Dunkirk is not a character driven film, in defense against some criticism the film faced. The film was not even plot-driven per se. It was more minimalistic than a regular war film. It was mostly moment-driven. The survival of the soldiers was the essence of the film. For a film like this, the multi-timeline, non-simultaneous, nonlinear approach felt like a bringer of confusion and not an appropriate tool to accentuate the film.

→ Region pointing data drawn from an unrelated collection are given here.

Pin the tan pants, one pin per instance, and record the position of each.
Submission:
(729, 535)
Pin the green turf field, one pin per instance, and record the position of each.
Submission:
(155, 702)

For example, we will look at another film of Nolan. ‘Memento’, the film which challenged the audience with massive experimentation of narrative. For people who are not aware, ‘Memento’ has a complete upside-down narrative; meaning the last scene of the story is shown at first and gradually we move backward till the last scene which, chronologically, is the first one of the story. Now, in this film, the protagonist has short-term memory loss every five minutes. So, in reflection of how the protagonist goes back in memory to make sense of his present, the narrative not only suits the film but elevates it to the taut thriller it is. With each junction of the narrative, we are given information that brings a realization regarding the story till the final junction and final realization which completes the puzzle.
But, for Dunkirk, the plot is too simple to provide any sort of realization; and this is not a criticism because often the simplest plots make the finest of films. There are juncture points where the threads are intertwined in Dunkirk. But those do not have any sort of realization regarding the story. Like when we see Cillian Murphy’s character in the civilian boat in the perspective of the Civilian rescuer, rescued, but we also see him in the boat in the young soldier’s perspective. This does not provide a realization, or in other words, adds anything to the plot that we did not know about. We already knew what had happened to that character. The reason is simple. Dunkirk is not a film with layered plots, and in this particular scenario for Dunkirk, the nonlinear approach seems a more stylistic choice than an accentuating method, a choice that could have been avoided as it creates confusion and betrays the minimalistic nature of the film.